Background: The current COVID-19 pandemic is causing significant morbidity and death worldwide and produces significant socio-economic losses.
Objective: To assess the cost-benefit relation of implementing point-of-care COVID-19 antigen testing (POCT) in emergency rooms (ER) of German hospitals.
Methods: A deterministic decision-analytic model simulated the incremental costs of using the Sofia® SARS Antigen FIA test compared to those of using clinical judgement alone to confirm or exclude COVID-19 in adult patients in German ER, prior to hospitalization. Direct and indirect costs, with and without subsequent RT-PCR confirmation, were evaluated from the hospital perspective.

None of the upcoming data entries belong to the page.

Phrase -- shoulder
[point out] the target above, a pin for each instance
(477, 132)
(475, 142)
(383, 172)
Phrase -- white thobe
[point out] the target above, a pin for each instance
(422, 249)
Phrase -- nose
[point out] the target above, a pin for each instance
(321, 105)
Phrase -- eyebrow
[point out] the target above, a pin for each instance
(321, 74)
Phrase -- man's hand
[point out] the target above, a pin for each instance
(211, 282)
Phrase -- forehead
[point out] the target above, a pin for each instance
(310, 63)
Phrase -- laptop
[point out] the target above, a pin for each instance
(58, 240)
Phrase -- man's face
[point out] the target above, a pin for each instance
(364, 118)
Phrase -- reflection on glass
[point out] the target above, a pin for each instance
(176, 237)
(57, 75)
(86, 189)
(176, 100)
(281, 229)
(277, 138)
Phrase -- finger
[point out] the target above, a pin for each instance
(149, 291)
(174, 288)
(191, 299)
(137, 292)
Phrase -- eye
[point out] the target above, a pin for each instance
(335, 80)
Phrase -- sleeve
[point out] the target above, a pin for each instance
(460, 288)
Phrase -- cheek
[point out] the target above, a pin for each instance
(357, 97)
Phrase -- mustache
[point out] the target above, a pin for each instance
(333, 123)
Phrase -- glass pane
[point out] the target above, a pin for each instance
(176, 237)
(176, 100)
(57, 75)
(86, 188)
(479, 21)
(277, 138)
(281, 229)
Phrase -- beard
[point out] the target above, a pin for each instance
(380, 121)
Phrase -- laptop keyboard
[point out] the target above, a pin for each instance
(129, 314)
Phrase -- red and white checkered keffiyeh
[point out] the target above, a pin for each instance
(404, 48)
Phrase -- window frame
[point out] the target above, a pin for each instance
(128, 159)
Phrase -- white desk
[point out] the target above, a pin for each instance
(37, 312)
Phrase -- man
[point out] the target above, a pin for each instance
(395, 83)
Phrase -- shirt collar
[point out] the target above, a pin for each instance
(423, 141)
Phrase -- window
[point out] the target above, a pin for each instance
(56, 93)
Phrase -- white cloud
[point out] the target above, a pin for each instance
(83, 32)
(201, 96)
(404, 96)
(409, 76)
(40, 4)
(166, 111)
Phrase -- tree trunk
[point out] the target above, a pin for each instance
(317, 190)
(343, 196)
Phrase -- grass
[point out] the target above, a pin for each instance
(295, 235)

Results: With respect to ER patients, in base-case analysis, considering a COVID-19 prevalence of 15.6% and a hospitalization rate among COVID-19 suspects of 10.1%, POCT testing reduces average costs of hospitalized patients by €213 per tested patient if nasopharyngeal swabs of patients suspected to have COVID-19 are also sent to external labs for RT-PCR testing. In probabilistic sensitivity analysis, under all reasonable assumptions, implementing the Sofia® SARS Antigen FIA saves on average about €210 as compared to applying the clinical-judgement-only strategy. The major part of cost savings, €159 or 75.9%, is due to the POC test´s high specificity resulting in a 21-fold lower proportion of unnecessary bed blocking at the first day of hospitalization.
Conclusions: Using highly specific rapid COVID-19 tests in COVID-19 suspects at German ER, despite of their sub-optimal sensitivity, may significantly reduce hospital expenditure.
Keywords: Antigen testing; COVID-19; Cost-benefit analysis; Point-of-care; Real-time reverse transcriptase polymerase chain reaction (RT-PCR); SARS-CoV-2.